Hmm. This suggests they haven’t read — or at any rate understood — the lessons Michael Lewis’s Moneyball: The Art of Winning an Unfair Game has to offer them.

(1) Emerging baseball players are experienced playing actual baseball, with years of public data about the minutiae of their performance. Law grads haven’t advised on deals or prosecuted cases. They have taken exams, and what data there is, is de minimis: grades.

(2) Lateral hires do have experience, but there is no publicly available data about their performance. Their employers may have lots of data in the form of time records, but they don’t share it.

(3) The nature of data for baseball are homogeneous, bounded, complete and suitable for statistical analysis. Baseball is a zero-sum, complete, defined game. Players have defined roles. You can model and correlate player inputs to game outcomes.

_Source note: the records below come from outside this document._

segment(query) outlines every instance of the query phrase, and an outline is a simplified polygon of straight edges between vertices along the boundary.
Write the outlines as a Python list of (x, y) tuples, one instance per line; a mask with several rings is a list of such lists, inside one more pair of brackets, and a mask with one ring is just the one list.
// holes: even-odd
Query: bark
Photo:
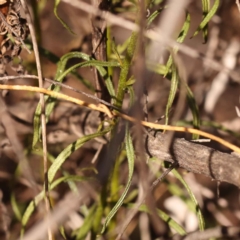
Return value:
[(228, 182), (240, 187), (240, 157), (219, 152), (215, 149), (175, 139), (170, 150), (166, 149), (166, 134), (147, 136), (146, 147), (150, 156), (176, 162), (190, 172), (203, 174), (217, 181)]

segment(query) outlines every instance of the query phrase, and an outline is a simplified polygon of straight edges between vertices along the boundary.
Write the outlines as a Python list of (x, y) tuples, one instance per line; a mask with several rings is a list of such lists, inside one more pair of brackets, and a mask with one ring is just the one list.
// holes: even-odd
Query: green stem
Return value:
[(117, 89), (117, 98), (115, 102), (115, 106), (118, 108), (122, 107), (125, 89), (126, 89), (126, 82), (128, 80), (128, 73), (129, 73), (133, 55), (137, 46), (137, 38), (138, 38), (138, 33), (133, 32), (130, 38), (129, 45), (127, 47), (126, 56), (123, 60), (123, 65), (120, 72), (118, 89)]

(4) You can't do that for legal practice. Every “game” is a complex adaptive system. There is no guaranteed outcome. There may be no outcome. The outcome may be completely unexpected.

(5) The “Moneyball strategy” was to mine that performance data to extract *counterintuitive* insights — that, for example, your “homer” rate, or foot-speed, is far less important than your unglamorous “get to first base” rate.

(6) But what even are the performance data that law firms would be looking at to run a “Moneyball strategy”? What are the game outcomes, and what performance inputs can be correlated with them? Number of 6 minute units put down to conference calls? Drafting security waterfalls?

What law firms really care about recoverable time: the proportion of a fee-earner’s chargeable time they actually manage to charge clients with. This is not new — law firms have always done this — and it is not a “Moneyball strategy”.

One hardly needs sophisticated data analytics to conclude “the top university graduates don’t make the best private practice lawyers”. Given how different the disciplines are, it should require data analysis to conclude anything else.